Tomorrow, May 13th, President Obama will be at a fundraiser
for the Democratic Congressional Committee at St. Regis Hotel in New York. Outside the building, AIDS activists from around the world will be gathering to protest
the Obama's administration's approach to the funding of global HIV/AIDS treatment programs. These same groups most likely celebrated Obama's election in 2009: so how did this happen?
On the face of it, one can see the protests as a reaction to broken promises: the Obama administration promised, during the election campaign, to add one billion US dollars per year to the funding of the President's Emergency Plan for AIDS Relief (PEPFAR). But this year he asked Congress for only $366 million, the lowest increase in funding since PEPFAR began, citing the recession as justification. But this is part of a general pattern. The US government has also reduced its contribution to the Global Fund to Fight AIDS, Tuberculosis and Malaria by $50 million. There are memos from major US funders circulating around, instructing clinics and programs abroad not to enrol new patients unless they are replacing others who have left or died. The general slowdown in funding is bound to have the concrete consequence of excluding HIV-positive persons from accessing needed treatment. Sick persons will be turned away. No wonder the activists are up in arms.
On the other hand, there is something Frankensteinian about PEPFAR and similar HIV/AIDS treatment programs. The first decade of the twentieth century saw calls for aggressively increasing access to AIDS treatment in the developing world: ambitious targets were set, and programs strove to meet them. Clinics and labs were built. Persons were hired and trained. There were (partial) successes, measured in numbers of persons on treatment. But oftentimes the infrastructure and manpower developed by these foreign-funded programs sat uneasily beside (chronically underfunded) local health care systems. Local governments did not 'take ownership of them' (as the public health jargon goes), for the simple reason that they did not really own them. In the recent past, foreign funders have simply kept on increasing funding to AIDS treatment programs, but there are good reasons to doubt the wisdom of this approach: treatment for AIDS is lifelong, and more and more persons are in need of AIDS treatment each year. Are these global AIDS programs to be bankrolled by foreign institutions, at increasing rates, forever -- or at least until a cure for AIDS is found? Of course, stopping or severely reducing funding is not an ethically palatable option either: it condemns very poor and sick persons to death. Stopping treatment risks creating resistant strains of the virus. Once you start up with these programs, lives literally depend on them.

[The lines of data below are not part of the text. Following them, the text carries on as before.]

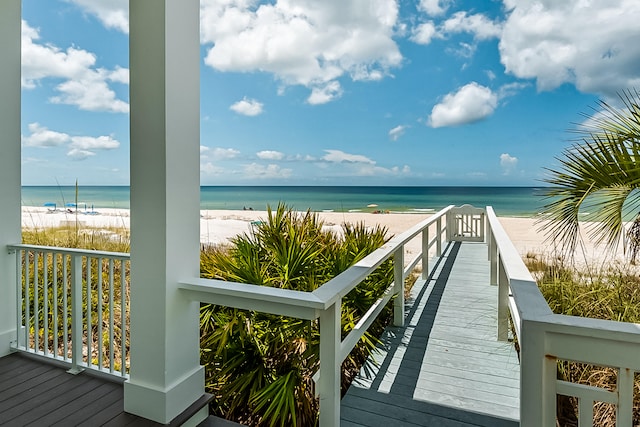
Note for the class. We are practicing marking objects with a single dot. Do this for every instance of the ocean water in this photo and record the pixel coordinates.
(506, 201)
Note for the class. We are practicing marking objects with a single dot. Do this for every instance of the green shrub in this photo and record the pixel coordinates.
(260, 366)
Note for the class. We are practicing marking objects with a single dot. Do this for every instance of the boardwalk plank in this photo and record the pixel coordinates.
(446, 358)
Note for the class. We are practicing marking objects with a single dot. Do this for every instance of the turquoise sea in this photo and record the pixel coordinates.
(507, 201)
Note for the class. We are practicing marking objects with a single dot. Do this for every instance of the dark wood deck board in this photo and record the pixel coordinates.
(37, 393)
(445, 362)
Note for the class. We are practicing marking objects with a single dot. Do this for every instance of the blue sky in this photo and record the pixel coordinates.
(308, 92)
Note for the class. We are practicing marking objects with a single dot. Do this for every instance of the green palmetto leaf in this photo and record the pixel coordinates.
(601, 173)
(260, 366)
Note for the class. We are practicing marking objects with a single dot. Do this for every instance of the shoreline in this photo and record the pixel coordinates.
(218, 226)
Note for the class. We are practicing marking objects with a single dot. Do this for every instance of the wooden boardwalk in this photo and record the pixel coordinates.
(36, 393)
(445, 366)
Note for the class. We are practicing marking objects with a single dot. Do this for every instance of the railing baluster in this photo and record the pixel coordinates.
(20, 299)
(123, 314)
(65, 306)
(329, 383)
(27, 301)
(503, 304)
(99, 307)
(89, 314)
(45, 298)
(111, 320)
(76, 314)
(425, 253)
(54, 283)
(36, 302)
(624, 415)
(398, 280)
(439, 234)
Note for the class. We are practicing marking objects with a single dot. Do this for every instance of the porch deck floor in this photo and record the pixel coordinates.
(39, 393)
(445, 366)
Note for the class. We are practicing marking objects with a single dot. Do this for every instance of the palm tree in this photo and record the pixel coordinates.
(599, 172)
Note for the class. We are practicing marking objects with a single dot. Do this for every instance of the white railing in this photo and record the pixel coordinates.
(73, 307)
(325, 303)
(546, 338)
(467, 224)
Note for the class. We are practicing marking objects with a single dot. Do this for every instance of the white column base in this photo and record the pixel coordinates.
(163, 406)
(6, 339)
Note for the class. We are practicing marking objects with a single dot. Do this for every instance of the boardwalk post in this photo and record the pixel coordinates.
(76, 315)
(493, 260)
(425, 253)
(537, 378)
(330, 365)
(10, 190)
(439, 234)
(398, 288)
(503, 304)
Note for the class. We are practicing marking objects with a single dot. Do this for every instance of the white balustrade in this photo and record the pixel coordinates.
(325, 302)
(73, 307)
(546, 338)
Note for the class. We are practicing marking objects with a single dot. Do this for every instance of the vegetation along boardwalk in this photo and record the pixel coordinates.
(445, 367)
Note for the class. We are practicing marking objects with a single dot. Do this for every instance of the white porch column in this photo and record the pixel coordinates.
(165, 375)
(10, 181)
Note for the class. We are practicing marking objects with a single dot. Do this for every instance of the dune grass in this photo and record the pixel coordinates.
(260, 366)
(610, 293)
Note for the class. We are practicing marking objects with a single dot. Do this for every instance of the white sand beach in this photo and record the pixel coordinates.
(218, 226)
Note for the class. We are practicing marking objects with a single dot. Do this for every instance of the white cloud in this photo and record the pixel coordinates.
(337, 156)
(470, 103)
(397, 132)
(591, 44)
(308, 43)
(248, 107)
(112, 13)
(78, 154)
(80, 147)
(208, 168)
(43, 137)
(84, 85)
(91, 143)
(434, 7)
(270, 155)
(219, 153)
(508, 163)
(479, 25)
(424, 33)
(255, 170)
(325, 93)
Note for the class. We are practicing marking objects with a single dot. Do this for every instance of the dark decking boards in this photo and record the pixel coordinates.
(36, 393)
(41, 394)
(445, 366)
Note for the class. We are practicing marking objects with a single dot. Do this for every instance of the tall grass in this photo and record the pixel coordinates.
(611, 293)
(260, 366)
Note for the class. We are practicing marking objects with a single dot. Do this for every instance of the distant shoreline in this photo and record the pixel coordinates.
(506, 201)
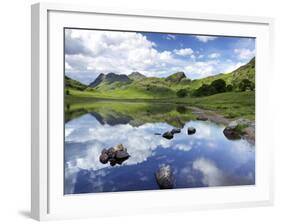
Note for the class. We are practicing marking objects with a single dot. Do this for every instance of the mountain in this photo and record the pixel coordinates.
(136, 76)
(74, 84)
(136, 85)
(246, 71)
(176, 77)
(109, 79)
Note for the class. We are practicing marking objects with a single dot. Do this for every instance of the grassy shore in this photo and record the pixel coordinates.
(231, 104)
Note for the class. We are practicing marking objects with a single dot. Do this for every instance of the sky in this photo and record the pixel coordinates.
(91, 52)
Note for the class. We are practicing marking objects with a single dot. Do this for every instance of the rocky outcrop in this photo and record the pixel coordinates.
(240, 128)
(201, 118)
(116, 155)
(168, 135)
(164, 177)
(176, 130)
(191, 130)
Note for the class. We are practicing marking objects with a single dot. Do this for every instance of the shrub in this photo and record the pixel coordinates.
(182, 93)
(246, 84)
(219, 85)
(229, 88)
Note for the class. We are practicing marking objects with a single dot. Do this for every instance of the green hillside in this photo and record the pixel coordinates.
(246, 71)
(138, 86)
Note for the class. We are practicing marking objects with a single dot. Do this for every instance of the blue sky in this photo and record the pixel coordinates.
(91, 52)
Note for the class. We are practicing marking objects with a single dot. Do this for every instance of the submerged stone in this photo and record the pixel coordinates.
(164, 177)
(168, 135)
(191, 130)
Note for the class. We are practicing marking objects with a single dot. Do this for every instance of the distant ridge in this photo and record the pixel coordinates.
(109, 78)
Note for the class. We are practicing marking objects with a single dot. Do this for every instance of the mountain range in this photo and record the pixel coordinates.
(138, 85)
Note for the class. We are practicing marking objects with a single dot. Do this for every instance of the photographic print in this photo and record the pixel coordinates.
(151, 111)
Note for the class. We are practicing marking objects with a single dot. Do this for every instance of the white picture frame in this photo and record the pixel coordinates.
(47, 199)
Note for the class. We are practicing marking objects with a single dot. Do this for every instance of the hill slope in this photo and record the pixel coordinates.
(139, 86)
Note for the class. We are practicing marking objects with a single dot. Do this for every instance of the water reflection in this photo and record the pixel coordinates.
(206, 158)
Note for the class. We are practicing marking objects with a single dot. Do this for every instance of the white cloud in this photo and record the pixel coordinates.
(98, 52)
(245, 53)
(171, 37)
(233, 66)
(90, 52)
(214, 55)
(205, 39)
(183, 51)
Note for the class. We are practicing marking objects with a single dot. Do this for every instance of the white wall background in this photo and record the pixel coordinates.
(15, 110)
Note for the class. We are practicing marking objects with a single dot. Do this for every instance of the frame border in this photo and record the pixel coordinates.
(40, 89)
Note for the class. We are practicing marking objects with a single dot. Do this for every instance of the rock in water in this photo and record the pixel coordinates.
(119, 147)
(168, 135)
(238, 128)
(202, 118)
(191, 130)
(164, 177)
(175, 130)
(121, 155)
(116, 155)
(231, 133)
(104, 158)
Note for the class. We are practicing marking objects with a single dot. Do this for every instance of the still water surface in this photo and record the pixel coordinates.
(204, 159)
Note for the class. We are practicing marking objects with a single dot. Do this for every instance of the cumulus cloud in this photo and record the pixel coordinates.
(214, 55)
(205, 39)
(120, 52)
(184, 51)
(89, 53)
(245, 53)
(171, 37)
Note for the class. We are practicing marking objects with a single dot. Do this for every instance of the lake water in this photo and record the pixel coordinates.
(204, 159)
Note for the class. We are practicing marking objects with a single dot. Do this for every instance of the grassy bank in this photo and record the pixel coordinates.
(231, 104)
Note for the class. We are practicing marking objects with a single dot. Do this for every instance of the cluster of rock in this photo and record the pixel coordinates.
(164, 177)
(170, 134)
(201, 118)
(114, 155)
(191, 130)
(240, 128)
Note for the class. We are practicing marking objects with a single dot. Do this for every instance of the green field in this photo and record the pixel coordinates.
(236, 102)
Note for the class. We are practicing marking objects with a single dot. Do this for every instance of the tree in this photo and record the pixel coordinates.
(229, 88)
(182, 93)
(246, 84)
(219, 85)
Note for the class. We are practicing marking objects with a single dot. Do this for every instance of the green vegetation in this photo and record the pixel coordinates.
(230, 104)
(231, 94)
(136, 114)
(182, 93)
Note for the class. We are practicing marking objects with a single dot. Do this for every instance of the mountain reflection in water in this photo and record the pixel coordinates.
(204, 159)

The Obama administration seems to acknowledge that increasing funding ad infinitum
to non-sustainable AIDS treatment programs is untenable, recession or no recession. The administration is banking on smarter ways of using available funds, including treating the sickest patients first, shifting attention and resources to HIV prevention, and (importantly) working towards the goal of local governments supporting and delivering HIV/AIDS-related services themselves. The chance of this pragmatic approach appealing to AIDS treatment advocates is next to nil, so expect a lot of heated speeches outside the St. Regis tomorrow night.